You said yes. I was happy that you said yes right away. That you would do that for me. Take the time off to do this. Granted, it would not be you bearing your soul, but you enlightening him to mine. (too poetic-fix) But it meant a lot to me that you would set time aside for me – especially in the middle of the week.
I confirmed with you that weekend. And the week after. And several more times since that Wednesday night. So many times that I think you might have been annoyed. I felt annoying. But I wanted the assurance that you would be there. I looked forward to it. Seeing you. Gaining insight. Maybe even getting to have a mediated discussion. On neutral ground. Anyway.
I confirmed, yet again, with you last night.
Then, this afternoon, as your designated “work day” was winding down, I reminded you that the appointment was at 5pm. You asked me if it was too late to cancel it. I was thrown. I could not believe that you waited until NOW, mere hours before, to say that you were not going to make it.
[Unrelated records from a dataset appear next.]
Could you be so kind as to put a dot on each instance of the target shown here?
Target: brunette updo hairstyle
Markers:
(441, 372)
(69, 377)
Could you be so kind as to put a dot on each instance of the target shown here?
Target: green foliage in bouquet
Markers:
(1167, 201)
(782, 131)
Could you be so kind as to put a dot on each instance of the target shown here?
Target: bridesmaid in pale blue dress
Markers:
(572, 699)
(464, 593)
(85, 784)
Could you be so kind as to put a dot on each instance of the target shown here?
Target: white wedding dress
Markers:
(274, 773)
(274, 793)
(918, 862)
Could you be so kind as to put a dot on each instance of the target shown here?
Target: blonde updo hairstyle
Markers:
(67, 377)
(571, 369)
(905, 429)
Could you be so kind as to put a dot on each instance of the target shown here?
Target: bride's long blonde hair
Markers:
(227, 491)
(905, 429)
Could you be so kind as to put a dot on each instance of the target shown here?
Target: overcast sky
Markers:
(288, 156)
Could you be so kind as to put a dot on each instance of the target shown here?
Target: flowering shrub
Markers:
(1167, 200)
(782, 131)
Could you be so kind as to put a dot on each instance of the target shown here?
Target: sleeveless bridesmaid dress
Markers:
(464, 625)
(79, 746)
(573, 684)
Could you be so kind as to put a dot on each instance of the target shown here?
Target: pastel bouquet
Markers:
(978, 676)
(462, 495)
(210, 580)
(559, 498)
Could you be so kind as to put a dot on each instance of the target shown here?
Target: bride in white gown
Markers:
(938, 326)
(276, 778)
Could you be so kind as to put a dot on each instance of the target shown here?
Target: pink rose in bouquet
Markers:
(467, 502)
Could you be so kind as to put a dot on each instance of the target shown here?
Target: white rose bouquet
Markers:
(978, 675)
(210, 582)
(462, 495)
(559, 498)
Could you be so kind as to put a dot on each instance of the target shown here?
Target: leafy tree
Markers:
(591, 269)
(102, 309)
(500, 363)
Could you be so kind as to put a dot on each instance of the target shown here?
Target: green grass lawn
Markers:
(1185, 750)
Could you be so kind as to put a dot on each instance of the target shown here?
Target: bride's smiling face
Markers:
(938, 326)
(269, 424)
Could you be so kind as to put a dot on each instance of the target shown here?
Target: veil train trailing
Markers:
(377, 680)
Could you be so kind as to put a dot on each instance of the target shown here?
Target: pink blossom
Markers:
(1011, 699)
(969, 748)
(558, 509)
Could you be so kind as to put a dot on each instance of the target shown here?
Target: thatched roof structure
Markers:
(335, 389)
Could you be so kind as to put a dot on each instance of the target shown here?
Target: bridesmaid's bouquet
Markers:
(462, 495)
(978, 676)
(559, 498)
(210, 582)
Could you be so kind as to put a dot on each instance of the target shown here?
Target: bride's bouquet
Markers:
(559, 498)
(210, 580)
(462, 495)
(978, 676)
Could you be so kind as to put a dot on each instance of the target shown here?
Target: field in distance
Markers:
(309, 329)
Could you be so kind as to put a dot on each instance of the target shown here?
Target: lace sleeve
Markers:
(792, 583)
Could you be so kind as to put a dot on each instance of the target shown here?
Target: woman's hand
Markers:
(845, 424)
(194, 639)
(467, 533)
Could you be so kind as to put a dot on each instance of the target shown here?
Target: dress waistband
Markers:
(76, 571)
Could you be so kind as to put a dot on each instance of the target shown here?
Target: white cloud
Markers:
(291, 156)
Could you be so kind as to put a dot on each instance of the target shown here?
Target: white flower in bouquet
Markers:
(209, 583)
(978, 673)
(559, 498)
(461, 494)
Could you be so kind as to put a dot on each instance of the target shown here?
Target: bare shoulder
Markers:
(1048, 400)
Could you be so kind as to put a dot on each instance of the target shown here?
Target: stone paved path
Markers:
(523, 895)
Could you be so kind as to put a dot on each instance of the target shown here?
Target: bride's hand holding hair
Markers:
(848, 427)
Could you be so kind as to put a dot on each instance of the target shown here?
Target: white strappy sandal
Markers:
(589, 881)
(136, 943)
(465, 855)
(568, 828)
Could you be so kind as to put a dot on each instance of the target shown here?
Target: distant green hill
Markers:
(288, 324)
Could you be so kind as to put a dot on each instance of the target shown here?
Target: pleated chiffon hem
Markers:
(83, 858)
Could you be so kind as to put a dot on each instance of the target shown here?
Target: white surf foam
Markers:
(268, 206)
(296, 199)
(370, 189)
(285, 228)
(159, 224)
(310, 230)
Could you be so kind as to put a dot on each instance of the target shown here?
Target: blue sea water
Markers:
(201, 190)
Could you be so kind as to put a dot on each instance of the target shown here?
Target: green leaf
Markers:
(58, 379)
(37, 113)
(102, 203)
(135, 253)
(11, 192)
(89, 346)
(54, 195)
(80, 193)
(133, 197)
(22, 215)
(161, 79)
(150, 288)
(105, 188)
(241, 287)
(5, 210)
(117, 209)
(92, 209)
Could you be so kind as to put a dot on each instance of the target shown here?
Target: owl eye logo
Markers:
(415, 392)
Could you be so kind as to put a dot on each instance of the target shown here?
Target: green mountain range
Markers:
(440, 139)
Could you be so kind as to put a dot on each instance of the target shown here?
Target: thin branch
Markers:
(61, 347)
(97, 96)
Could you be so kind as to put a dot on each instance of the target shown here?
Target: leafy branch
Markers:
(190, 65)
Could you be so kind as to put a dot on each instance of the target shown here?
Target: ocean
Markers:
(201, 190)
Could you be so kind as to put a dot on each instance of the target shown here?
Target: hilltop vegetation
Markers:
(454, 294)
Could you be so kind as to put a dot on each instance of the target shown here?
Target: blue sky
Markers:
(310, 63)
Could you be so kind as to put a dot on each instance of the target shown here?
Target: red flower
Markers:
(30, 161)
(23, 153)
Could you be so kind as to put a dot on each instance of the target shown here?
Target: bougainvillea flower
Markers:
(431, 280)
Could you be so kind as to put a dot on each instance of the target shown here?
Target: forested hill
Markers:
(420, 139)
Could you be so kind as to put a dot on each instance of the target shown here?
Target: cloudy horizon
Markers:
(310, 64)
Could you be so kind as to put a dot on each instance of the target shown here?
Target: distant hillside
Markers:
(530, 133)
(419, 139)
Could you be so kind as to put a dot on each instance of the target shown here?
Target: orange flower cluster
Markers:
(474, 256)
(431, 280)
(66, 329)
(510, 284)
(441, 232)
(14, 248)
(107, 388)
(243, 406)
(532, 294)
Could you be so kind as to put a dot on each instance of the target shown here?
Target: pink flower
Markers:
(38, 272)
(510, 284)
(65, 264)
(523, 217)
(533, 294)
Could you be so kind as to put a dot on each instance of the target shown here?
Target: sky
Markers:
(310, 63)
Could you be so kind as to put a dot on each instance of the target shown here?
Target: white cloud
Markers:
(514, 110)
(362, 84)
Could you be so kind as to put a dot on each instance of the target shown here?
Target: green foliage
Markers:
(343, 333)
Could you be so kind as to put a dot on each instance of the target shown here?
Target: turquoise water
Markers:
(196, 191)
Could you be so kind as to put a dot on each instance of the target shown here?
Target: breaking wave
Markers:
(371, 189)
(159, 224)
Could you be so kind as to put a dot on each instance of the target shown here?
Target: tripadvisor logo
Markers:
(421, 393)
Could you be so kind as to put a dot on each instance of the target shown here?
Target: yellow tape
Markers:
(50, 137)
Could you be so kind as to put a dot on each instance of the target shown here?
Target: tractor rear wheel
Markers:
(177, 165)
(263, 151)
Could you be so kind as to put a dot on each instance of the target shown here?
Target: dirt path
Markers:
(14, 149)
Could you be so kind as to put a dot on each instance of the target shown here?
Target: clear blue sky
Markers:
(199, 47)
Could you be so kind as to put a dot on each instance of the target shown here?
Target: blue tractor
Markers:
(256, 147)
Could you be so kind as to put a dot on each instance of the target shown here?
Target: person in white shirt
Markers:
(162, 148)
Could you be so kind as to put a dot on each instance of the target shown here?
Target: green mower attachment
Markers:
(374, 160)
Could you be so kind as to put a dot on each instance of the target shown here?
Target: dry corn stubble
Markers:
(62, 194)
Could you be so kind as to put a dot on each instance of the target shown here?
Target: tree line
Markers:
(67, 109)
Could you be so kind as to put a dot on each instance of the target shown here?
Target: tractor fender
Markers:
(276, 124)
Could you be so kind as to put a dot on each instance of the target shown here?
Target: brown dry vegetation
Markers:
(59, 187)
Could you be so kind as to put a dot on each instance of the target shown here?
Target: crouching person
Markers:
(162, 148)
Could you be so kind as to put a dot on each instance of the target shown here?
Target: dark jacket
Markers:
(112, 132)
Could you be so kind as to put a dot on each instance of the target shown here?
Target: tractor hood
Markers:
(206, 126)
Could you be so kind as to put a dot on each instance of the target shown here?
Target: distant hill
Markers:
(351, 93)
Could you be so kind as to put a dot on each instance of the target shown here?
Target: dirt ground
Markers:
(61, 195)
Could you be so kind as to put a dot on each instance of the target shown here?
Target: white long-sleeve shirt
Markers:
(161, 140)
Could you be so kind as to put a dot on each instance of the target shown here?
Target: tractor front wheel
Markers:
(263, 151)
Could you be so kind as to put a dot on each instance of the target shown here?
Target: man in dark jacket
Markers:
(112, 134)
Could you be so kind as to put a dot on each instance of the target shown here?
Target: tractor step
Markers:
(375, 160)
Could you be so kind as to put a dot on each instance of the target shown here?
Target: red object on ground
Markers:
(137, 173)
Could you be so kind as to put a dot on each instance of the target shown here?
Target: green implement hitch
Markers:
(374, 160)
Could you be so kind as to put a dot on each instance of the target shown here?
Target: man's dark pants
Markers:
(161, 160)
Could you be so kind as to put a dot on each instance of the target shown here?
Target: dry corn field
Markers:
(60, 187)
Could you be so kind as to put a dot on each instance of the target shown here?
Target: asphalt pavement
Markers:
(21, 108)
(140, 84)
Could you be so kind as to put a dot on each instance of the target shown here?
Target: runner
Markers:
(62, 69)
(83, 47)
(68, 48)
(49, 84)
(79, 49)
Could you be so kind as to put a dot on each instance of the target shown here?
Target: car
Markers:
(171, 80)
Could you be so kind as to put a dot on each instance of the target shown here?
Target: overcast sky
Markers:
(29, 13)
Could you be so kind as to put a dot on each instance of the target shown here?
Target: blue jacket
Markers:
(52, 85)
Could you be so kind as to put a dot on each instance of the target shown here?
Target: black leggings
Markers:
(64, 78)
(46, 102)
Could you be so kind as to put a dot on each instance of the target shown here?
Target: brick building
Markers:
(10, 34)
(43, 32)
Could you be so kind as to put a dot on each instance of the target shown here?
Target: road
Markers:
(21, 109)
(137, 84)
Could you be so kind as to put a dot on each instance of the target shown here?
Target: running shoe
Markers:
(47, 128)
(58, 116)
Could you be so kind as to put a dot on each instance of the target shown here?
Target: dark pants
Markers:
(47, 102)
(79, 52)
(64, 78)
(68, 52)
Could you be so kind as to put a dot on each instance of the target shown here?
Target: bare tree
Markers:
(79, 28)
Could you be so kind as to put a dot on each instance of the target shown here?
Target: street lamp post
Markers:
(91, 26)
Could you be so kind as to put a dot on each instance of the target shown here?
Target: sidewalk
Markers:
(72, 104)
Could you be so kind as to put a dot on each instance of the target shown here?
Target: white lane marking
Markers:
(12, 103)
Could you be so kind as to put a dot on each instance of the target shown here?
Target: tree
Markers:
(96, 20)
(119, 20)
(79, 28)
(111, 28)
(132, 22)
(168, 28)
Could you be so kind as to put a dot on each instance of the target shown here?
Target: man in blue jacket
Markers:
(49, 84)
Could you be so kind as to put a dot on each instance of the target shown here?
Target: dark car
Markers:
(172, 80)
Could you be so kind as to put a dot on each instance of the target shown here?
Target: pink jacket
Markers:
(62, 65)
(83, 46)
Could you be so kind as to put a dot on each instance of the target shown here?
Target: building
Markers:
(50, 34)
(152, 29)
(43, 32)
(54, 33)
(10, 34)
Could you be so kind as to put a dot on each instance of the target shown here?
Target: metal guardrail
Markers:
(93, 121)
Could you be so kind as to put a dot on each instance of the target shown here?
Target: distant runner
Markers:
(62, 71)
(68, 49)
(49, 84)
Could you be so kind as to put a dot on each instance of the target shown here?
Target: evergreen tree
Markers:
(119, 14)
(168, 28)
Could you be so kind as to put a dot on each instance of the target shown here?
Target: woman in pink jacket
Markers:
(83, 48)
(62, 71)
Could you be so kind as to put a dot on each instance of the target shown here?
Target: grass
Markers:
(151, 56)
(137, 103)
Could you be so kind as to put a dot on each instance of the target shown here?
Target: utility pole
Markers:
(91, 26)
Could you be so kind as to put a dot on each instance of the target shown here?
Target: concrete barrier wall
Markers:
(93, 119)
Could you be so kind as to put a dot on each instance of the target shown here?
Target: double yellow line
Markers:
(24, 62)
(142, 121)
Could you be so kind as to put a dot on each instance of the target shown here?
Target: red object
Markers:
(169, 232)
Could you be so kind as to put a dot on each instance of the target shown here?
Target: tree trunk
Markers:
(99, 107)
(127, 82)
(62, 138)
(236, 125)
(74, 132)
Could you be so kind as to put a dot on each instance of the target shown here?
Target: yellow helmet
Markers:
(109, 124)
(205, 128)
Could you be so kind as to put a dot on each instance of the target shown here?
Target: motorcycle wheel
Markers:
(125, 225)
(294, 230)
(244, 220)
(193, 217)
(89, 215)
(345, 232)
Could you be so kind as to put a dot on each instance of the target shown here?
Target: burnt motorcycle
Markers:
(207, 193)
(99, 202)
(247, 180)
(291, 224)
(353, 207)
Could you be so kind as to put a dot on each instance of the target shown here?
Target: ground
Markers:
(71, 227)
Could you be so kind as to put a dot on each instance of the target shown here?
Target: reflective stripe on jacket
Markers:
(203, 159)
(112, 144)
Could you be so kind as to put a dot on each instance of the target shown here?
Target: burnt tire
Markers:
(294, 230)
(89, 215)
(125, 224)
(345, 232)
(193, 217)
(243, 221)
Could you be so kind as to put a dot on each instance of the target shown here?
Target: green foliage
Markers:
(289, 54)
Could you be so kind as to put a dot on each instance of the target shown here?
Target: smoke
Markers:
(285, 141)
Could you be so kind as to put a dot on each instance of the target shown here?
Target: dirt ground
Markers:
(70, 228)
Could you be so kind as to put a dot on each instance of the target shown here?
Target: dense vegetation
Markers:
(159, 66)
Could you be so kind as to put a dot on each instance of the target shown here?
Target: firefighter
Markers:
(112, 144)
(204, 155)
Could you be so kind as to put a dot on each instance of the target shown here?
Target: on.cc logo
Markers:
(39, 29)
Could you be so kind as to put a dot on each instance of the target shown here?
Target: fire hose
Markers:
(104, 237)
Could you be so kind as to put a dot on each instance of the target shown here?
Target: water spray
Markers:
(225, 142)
I could not believe that this was happening again. You said it would be “really difficult” to make it down but that you would. You said you would “appreciate” it if we could reschedule.
Money-wise? I could not reschedule without a fee. I could book an extra appointment but would end up paying for three sessions in one month instead of two. But all that aside. That does not actually matter to me.
What matters was you going back on the commitment you made to me. It boils down to you being a reliable partner. A dependable friend. You saying you are going to do something and doing it. I know work is demanding. I know this week especially because of elections. But two weeks ago you said you would tell F that you needed the evening off. Two weeks ago, you gave your word you could come through. I am frustrated. I am hurt. I am frustrated and hurt because I have to continue to make these accommodations for your work schedule. You need to drop me for work? No problem. You need to drop (or reschedule) work? No way. I do not feel as if your commitments to me have any weight. I trust you to come through. And you disappoint me and expect me to understand. I do not think you understand. I do not think you see that I really do not ask you for much. But what I do ask you for, you do not or will not give me. I am not trying to make you out as a bad guy. I am trying to be open and honest. You know me. You know how I feel and how upset I could be. But you know what? I will let you do what you need to do. But it is not okay at all.